満洲暴走 隠された構造 大豆・満鉄・総力戦 安冨歩 角川新書 2015年06月17日 - いもづる読書日記

なかにし礼の自伝的な小説。満州時代の話や兄上の話が織り込まれているが、「赤い月」や「兄弟」との関連はどうなんだろう?作詞家としての成功した著者の戦争体験、セクシュアリティ、死が主調音か。安井かずみが登場するということで読んでみた。「と見ると、笑い顔の中に、ひときわ険しい目付きがあった。かずみの視線だった。それは怒りにひきつっていた。」(345ページ)イイネ!

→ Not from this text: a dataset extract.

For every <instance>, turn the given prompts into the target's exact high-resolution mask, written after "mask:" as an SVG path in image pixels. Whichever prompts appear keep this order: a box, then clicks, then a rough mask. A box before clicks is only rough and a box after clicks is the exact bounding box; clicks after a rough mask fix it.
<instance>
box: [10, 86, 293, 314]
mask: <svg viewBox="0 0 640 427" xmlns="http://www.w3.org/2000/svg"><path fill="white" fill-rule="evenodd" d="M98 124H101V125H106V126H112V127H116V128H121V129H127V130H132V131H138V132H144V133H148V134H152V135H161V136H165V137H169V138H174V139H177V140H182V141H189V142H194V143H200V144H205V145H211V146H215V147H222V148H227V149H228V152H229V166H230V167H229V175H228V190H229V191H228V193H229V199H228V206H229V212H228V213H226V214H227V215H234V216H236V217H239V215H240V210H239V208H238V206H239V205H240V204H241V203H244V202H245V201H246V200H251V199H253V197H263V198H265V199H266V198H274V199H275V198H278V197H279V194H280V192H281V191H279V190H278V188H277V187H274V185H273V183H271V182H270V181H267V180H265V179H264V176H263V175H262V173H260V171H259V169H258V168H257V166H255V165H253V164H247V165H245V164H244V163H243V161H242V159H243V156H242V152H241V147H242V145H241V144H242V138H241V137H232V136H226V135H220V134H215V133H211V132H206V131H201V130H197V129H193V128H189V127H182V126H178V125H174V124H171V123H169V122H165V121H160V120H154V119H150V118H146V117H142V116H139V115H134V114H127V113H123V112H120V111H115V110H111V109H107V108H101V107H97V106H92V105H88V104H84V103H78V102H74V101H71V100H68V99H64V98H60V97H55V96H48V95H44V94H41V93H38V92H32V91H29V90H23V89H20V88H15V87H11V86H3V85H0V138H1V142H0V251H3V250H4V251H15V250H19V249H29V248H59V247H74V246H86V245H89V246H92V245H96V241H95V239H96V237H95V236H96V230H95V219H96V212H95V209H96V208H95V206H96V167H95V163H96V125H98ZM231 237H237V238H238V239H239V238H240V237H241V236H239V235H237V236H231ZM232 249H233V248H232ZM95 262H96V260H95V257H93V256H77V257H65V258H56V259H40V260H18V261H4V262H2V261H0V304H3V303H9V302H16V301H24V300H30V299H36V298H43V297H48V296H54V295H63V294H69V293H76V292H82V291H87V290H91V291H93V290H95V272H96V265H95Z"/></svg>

職業作詞家作曲家ということを考えた。「私はシャンソン訳詞稼業をやめる決心をした。(中略)街にはビートルズの『抱きしめたい』ががんがん流れている時代ではあったが、シャンソンには(中略)ある勢いがまだ十分にあった。」(75ページ)「さらば青春の光」という映画がある。ホームパーティらしいシーンで、悲しき街角(1961)を止めてマイ・ジェネレーション(1965)が掛けられるのが印象的だった。ウェルメイドのポップスから、パンッキシュなロックンロールへの価値転換だ。日本で認識の薄いザ・フーを例に引くのは極端だが、抱きしめたい(1963)が後者の文脈で受け入れられていたのは間違いない。本作にも登場するかまやつひろしがその後自己破壊ともいえるような活動を展開していったのは、この価値転換を感じ取っていたからではないだろうか?